= South Australian Free Press =

The South Australian Free Press was a weekly newspaper published in Adelaide, South Australia from 15 October 1853 – 1 April 1854. Its slogan was "A champion never out of mail". (Note: i.e. One who will fight for a cause and never remove their armor)

Originally of 12, later 16 pages, and priced at 6d (six pence) a copy, it was published on Saturdays.

With the discovery of gold in Victoria and New South Wales, and the consequent exodus of workers to the goldfields, the economic climate of South Australia in the 1850s was not conducive to new enterprises, and the newspaper failed to thrive.
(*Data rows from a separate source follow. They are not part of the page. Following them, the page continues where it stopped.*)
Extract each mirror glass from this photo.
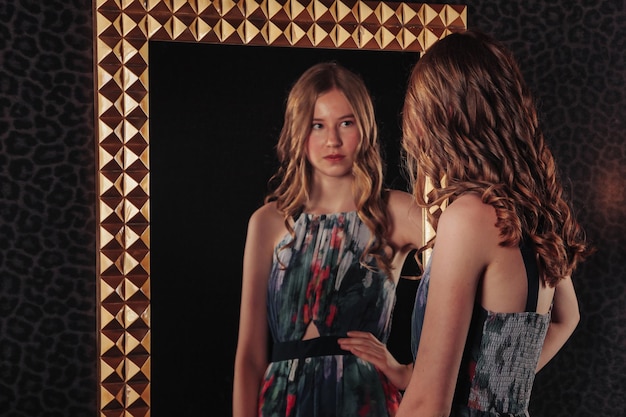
[94,1,466,416]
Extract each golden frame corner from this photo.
[93,0,467,417]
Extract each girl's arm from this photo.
[233,206,273,417]
[397,195,498,417]
[536,277,580,372]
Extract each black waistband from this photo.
[272,336,352,362]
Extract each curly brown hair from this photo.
[265,62,394,274]
[402,30,591,286]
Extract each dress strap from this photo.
[272,336,352,362]
[520,238,539,312]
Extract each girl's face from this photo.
[306,89,361,177]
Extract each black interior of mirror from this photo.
[149,41,419,417]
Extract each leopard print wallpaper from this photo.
[0,0,626,417]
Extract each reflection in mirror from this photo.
[149,42,419,415]
[94,0,466,416]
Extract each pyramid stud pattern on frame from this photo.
[94,0,467,417]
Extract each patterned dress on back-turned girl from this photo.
[412,242,551,417]
[259,212,401,417]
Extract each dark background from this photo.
[149,42,419,415]
[0,0,626,417]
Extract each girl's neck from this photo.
[304,179,356,214]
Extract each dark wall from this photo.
[0,0,626,417]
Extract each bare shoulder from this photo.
[387,190,424,248]
[248,202,287,247]
[387,190,421,216]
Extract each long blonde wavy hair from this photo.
[402,30,591,286]
[265,62,393,274]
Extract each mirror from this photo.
[94,0,467,416]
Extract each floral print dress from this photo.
[412,248,551,417]
[259,212,401,417]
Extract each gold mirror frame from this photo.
[93,0,467,417]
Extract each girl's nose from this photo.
[326,129,341,147]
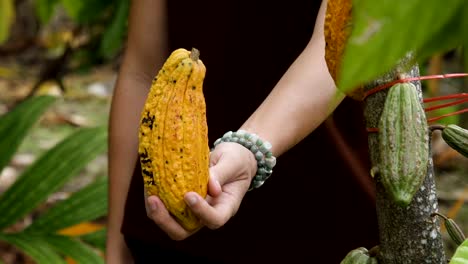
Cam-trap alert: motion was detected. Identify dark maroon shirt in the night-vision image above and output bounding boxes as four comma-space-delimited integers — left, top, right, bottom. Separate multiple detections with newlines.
122, 0, 378, 264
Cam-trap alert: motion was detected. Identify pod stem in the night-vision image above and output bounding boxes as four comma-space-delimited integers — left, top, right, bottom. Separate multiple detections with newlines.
431, 212, 448, 221
429, 125, 445, 132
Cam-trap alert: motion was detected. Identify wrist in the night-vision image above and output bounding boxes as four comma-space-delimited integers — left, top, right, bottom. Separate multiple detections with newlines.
214, 130, 276, 190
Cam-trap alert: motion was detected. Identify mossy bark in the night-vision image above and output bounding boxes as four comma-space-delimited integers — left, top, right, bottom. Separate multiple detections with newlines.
364, 61, 447, 264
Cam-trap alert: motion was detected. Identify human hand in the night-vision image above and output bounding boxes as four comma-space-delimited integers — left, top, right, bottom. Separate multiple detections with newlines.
146, 142, 257, 240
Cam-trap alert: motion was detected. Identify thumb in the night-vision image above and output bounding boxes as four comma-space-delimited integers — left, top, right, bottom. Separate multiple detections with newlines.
210, 142, 257, 186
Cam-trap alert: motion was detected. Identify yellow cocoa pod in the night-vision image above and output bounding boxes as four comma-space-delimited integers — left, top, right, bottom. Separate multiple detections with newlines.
324, 0, 364, 101
139, 49, 210, 230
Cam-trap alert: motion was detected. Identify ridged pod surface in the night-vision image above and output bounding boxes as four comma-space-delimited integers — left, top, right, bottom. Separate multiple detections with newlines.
378, 83, 429, 207
138, 49, 210, 230
442, 124, 468, 158
340, 247, 378, 264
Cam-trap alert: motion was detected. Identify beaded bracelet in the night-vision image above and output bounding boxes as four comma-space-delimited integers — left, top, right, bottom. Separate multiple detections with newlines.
214, 130, 276, 191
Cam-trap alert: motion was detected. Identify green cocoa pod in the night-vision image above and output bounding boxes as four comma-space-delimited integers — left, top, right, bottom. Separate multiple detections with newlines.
442, 124, 468, 158
449, 239, 468, 264
378, 83, 429, 207
340, 247, 378, 264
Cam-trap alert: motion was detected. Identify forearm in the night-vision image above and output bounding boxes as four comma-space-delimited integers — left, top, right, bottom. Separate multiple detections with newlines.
241, 1, 344, 156
106, 0, 167, 263
107, 68, 149, 262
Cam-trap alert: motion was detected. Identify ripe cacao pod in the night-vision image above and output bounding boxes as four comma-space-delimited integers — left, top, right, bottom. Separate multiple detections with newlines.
378, 83, 429, 207
138, 49, 210, 230
324, 0, 364, 101
442, 124, 468, 158
340, 247, 378, 264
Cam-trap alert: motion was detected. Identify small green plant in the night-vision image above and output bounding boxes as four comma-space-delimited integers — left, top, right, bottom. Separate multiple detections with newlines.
0, 96, 107, 264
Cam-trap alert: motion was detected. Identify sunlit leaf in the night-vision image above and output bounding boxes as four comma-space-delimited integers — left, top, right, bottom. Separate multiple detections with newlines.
26, 177, 107, 234
338, 0, 468, 91
0, 96, 56, 174
0, 233, 66, 264
35, 0, 59, 24
0, 127, 107, 229
0, 0, 15, 44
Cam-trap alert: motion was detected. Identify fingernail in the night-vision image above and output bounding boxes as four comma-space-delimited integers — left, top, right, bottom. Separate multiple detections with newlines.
149, 201, 158, 211
185, 194, 197, 206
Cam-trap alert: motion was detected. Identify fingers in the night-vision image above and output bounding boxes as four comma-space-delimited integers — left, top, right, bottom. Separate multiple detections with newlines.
210, 142, 257, 186
184, 192, 233, 229
147, 196, 197, 240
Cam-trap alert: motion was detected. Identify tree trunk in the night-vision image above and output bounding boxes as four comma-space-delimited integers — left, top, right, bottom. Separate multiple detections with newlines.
364, 58, 447, 264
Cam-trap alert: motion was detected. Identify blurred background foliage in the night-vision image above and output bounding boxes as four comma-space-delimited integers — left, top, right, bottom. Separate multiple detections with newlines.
0, 0, 130, 263
0, 0, 468, 263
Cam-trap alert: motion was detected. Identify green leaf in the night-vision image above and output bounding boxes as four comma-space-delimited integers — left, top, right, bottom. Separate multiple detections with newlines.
0, 0, 15, 44
35, 0, 59, 24
44, 235, 104, 264
25, 177, 108, 234
80, 228, 107, 251
60, 0, 114, 24
0, 127, 107, 229
338, 0, 468, 92
99, 0, 130, 59
449, 239, 468, 264
0, 95, 55, 171
0, 233, 66, 264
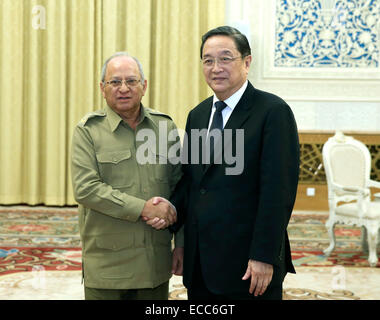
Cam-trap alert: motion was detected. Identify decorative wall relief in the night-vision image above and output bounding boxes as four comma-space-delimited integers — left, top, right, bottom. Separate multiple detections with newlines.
274, 0, 380, 69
The publisher and editor W. M. Akhurst joined the rush to Melbourne and never looked back.

The paper was controlled by a committee of shareholders and Akhurst was editor from the start.
It was initially printed by Henry Hilton and Charles Edlin of Hindley Street, and published from an office over Colley's newsagents, King William Street, Adelaide, but from 5 November 1853 or earlier, was both published and printed from premises on King William Street, opposite the Gresham Hotel.

== Digitization ==
The National Library of Australia has digitized microfilmed copies of several issues from No.3 of 29 October 1853 to No.8 of 3 December 1853 and all from No.21 of 4 March 1854 to No.26 of 8 April 1854.